There’s no such thing as an original idea.

I say this because almost every time I hear an entrepreneur’s idea, I think, “That sounds a little like Startup X.”

Now, this is quite normal.

When you’re trying to wrap your brain around a new concept, it’s human nature to relate what you’re hearing to something you already know.

Most times, as the pitch continues, my thinking changes to “Hmm, that sounds a lot like Startup X.”

And sometimes, it turns into, “OK, that sounds exactly like Startup X.”

And this is not a problem.

The chances of anyone coming up with an idea for a product or service that is completely unique, original and never-been-done are pretty much nil.

Even if the practical application of the idea hasn’t been adopted by the mainstream or even hit the market, chances are great that someone, somewhere, is working on getting it there.

The problem arises when Startup X is brought to the attention of the pitching entrepreneurs and they get that blank, panicked look in their eyes.

Competitive analysis, the process of assessing the strengths and weaknesses of a company’s competitors, is a boring, depressing and perpetual process that should begin the moment the cartoon light bulb disappears from over your head, and continue until your company is a monopoly.

It’s a crucial and often overlooked part of the startup process, and even when it happens, it’s usually forgotten by the time the product has launched.

Both of those scenarios are quick ways to failure.

However, the solution might not merely be to strive to be better than the other companies that do what you do. Businesses should also be looking at what people aren’t buying in an effort to gain customers and attract attention.

“Testive’s main competitor isn’t any of the online education solutions that are out there,” said Miro Kazakoff, CEO and co-founder of Testive, an online tutoring services company making the transition from Boston to Durham. “It’s the people who choose to do nothing or those who buy high-end tutoring services. Watching our online competitors means we’d only develop for the small group of people who are considering our product already, not the 99 percent of people who are ignoring us.”

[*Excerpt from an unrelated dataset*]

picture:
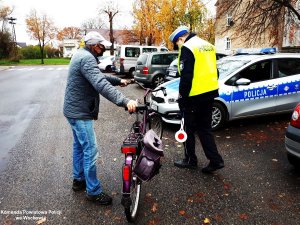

In that sense, competition is usually a good thing.

“Somebody is clearly paying them a lot of money for their product, and seeing value from them,” said Daniel Chalef, CEO of Raleigh-based KnowledgeTree, an online software company. “Bingo! … Market validation. Now, go work out why many of the competitor’s prospects aren’t buying, fix that problem, and make money.”

“Continue to watch what competitors are doing,” Chalef said. “But spend most of your time listening to your customers and building what they need.”